If the answer to any question is uncertain: stop and treat the material as restricted until you have confirmed its status.


Only the court can release the Harman obligation. Release can be sought in advance, without admitting breach: Polyaire Pty Ltd v K-Aire Pty Ltd [2011] 111 SASR 19. The threshold for special circumstances is not high: Helicopter Aerial Surveys Pty Ltd v Garry Robertson [2015] NSWSC 2104.

Courts consider factors including:

  • the nature of the document and its sensitivity
  • how and when the document came into existence
  • whether the proposed use would advance justice in the new context
  • whether affected parties object.

Where secondary use of material is foreseeable at any point in a matter, apply for release early. A prompt application, before any use is made, is far easier to manage than a retrospective one.

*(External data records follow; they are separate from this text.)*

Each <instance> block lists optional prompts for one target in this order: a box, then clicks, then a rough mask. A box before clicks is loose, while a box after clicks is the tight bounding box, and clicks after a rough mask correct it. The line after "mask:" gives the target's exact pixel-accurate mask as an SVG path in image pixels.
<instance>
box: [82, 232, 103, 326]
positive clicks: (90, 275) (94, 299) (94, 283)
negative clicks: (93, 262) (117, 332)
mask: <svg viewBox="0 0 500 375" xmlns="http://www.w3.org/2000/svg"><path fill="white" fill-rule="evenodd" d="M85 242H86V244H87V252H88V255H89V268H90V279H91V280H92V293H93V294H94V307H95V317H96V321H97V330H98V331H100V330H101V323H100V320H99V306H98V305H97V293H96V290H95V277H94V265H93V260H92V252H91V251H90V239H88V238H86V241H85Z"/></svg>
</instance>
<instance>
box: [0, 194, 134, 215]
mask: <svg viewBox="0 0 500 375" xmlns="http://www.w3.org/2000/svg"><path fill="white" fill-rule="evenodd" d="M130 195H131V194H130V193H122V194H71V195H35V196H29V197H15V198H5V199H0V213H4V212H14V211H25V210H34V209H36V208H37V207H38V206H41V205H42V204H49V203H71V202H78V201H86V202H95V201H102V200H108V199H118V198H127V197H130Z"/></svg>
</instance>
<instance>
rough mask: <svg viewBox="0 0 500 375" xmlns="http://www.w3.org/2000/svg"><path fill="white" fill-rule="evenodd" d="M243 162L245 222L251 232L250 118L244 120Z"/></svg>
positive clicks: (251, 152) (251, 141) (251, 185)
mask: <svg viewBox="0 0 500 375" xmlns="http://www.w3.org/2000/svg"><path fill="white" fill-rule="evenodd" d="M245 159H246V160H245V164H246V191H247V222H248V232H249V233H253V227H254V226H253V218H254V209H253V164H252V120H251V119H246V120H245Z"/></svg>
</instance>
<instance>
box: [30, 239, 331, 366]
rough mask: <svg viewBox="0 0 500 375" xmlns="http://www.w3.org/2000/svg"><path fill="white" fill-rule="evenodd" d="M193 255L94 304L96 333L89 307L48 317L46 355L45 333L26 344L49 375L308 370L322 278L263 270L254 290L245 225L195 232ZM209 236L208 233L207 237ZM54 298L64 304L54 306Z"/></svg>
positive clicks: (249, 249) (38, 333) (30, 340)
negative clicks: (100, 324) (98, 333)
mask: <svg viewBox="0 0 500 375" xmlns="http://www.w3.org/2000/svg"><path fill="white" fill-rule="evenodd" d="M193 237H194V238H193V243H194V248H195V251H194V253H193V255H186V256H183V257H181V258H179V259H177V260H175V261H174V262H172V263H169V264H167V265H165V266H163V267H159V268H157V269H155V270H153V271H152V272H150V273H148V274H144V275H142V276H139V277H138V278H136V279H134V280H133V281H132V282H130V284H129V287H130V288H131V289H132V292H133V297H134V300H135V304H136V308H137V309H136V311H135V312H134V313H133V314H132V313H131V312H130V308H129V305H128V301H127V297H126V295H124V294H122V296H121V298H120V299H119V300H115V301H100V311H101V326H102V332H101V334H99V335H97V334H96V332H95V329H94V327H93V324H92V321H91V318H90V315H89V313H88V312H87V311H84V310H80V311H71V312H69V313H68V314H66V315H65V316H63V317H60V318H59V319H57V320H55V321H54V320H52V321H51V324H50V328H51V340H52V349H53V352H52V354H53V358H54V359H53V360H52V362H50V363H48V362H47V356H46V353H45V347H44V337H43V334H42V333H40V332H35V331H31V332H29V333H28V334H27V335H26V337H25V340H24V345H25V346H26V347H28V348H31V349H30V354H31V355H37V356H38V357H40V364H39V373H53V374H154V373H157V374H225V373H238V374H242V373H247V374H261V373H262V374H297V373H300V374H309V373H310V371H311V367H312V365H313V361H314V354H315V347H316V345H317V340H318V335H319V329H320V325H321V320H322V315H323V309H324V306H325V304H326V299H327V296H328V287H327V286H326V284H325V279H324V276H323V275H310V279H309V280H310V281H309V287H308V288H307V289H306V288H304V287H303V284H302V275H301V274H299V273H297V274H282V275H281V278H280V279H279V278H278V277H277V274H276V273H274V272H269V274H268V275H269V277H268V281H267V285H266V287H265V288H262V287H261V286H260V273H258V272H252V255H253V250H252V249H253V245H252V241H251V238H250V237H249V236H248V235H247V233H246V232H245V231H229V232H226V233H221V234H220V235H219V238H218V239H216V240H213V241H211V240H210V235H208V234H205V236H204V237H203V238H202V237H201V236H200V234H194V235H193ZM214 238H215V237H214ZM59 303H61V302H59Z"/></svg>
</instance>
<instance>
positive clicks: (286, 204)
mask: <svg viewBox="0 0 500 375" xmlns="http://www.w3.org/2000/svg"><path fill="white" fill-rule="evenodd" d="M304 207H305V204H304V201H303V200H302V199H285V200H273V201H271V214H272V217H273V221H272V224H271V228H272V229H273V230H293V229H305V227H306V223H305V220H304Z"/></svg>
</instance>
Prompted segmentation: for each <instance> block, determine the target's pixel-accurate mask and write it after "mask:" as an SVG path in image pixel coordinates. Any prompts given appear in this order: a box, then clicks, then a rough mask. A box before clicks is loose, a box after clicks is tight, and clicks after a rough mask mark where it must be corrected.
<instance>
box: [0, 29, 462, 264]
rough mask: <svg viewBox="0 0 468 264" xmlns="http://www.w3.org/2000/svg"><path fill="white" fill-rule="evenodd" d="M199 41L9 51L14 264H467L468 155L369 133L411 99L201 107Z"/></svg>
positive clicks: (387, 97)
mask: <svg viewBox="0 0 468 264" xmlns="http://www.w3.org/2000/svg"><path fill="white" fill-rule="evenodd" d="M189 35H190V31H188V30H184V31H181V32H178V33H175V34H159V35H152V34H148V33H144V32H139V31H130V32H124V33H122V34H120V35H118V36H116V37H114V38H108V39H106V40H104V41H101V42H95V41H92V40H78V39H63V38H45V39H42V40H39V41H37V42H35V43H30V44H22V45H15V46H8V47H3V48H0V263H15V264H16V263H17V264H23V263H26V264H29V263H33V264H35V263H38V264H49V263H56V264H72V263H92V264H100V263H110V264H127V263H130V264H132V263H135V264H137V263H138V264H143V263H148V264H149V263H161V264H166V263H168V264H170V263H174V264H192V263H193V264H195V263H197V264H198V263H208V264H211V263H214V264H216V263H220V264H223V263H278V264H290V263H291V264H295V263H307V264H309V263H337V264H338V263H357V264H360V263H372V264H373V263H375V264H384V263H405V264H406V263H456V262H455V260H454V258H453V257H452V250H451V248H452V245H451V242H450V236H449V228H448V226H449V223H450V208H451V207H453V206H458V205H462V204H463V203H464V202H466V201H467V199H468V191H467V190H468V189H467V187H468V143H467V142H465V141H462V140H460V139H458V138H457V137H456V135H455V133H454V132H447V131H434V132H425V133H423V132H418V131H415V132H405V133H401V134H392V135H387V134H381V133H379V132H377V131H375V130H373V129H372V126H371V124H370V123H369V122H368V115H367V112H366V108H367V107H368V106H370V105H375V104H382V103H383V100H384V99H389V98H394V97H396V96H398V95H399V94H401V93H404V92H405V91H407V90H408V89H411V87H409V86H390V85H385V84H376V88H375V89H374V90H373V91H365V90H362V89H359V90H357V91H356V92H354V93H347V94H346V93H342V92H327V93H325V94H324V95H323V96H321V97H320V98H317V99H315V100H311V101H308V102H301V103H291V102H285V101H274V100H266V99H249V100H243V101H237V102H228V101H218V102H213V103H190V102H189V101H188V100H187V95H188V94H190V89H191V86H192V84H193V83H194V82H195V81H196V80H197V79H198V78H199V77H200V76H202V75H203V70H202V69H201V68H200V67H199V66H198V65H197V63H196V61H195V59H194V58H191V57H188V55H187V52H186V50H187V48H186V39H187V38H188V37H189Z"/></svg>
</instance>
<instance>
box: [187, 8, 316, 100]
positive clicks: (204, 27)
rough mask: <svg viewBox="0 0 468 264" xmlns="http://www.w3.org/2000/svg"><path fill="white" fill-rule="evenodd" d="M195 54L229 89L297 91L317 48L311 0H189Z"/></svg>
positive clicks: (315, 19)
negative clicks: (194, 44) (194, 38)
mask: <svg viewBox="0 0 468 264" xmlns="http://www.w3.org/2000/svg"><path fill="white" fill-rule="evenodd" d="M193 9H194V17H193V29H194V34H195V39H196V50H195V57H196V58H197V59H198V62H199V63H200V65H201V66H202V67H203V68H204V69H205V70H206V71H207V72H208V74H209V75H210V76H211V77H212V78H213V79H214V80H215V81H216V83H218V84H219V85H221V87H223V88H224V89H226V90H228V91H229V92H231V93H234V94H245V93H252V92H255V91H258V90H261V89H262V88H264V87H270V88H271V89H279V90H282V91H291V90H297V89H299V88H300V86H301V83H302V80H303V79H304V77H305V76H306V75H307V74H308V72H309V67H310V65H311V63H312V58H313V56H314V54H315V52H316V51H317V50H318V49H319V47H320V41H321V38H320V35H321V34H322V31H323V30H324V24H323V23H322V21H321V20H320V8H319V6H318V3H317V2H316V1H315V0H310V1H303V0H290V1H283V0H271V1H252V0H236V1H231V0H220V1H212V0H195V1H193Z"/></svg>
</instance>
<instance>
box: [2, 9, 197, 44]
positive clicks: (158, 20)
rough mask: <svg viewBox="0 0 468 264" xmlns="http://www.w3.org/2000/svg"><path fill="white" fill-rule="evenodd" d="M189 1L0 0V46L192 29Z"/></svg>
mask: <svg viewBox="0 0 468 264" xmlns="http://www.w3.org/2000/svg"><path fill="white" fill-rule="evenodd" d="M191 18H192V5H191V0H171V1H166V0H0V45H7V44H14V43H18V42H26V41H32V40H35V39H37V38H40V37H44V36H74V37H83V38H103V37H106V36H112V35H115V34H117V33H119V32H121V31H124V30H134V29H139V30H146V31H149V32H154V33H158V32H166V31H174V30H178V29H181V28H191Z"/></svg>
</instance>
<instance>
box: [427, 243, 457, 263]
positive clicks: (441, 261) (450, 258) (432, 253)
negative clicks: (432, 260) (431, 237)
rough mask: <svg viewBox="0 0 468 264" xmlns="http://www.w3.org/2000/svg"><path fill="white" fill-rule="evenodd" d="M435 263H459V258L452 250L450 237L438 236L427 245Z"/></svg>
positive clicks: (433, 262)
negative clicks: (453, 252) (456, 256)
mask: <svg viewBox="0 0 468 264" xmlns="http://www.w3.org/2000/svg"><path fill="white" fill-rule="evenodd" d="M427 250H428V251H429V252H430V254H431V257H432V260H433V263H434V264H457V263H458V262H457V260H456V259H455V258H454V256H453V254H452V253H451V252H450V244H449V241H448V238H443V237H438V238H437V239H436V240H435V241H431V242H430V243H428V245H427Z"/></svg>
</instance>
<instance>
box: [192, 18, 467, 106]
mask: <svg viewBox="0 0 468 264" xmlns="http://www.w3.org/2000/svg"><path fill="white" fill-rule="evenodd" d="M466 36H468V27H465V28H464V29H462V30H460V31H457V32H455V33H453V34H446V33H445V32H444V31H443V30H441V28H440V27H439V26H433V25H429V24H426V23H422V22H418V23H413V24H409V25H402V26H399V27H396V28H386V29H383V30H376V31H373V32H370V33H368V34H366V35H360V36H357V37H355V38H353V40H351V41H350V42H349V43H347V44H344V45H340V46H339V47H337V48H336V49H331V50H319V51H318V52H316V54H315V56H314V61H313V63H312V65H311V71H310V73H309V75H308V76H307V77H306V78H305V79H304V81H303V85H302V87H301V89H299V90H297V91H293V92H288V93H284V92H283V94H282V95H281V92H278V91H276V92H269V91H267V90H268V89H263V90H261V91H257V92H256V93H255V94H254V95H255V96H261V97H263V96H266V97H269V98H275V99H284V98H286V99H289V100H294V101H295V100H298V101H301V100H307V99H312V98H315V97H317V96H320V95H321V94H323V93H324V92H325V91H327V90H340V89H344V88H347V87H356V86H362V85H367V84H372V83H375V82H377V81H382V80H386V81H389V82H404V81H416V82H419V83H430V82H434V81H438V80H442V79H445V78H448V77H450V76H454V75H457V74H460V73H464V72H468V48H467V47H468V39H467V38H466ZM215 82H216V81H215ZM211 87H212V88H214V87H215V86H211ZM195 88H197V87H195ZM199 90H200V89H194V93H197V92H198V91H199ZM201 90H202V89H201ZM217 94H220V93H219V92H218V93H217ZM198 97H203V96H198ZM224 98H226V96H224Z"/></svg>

Act immediately. Courts assess the reasonableness of the conduct, whether forensic advantage was sought or obtained, and the completeness of the explanation given. Delay and incomplete explanations both operate against the practitioner seeking relief.

Do immediately

  • Stop further use or dissemination of the material.
  • Inform relevant parties where appropriate.
  • Prepare a clear and complete explanation of what occurred.

Then

  • Apply promptly to the court.
  • Proffer an apology and provide a comprehensive explanation for the breach.
  • Consider applying for a retrospective order releasing the obligation.
  • Offer to pay any affected parties' costs on an indemnity basis.
  • Warn clients explicitly whenever you provide them with copies of material subject to the obligation, before you hand over the documents.
  • Document your analysis at the time you consider whether the Harman obligation applies, by way of a file note recording the check you performed.
  • Assume the obligation applies broadly, not narrowly, where there is any doubt about whether a document was produced under compulsion.
  • Seek release early where secondary use is foreseeable, rather than waiting until the question becomes urgent.
  • Own mistakes quickly. Delay increases both the legal risk and the reputational risk.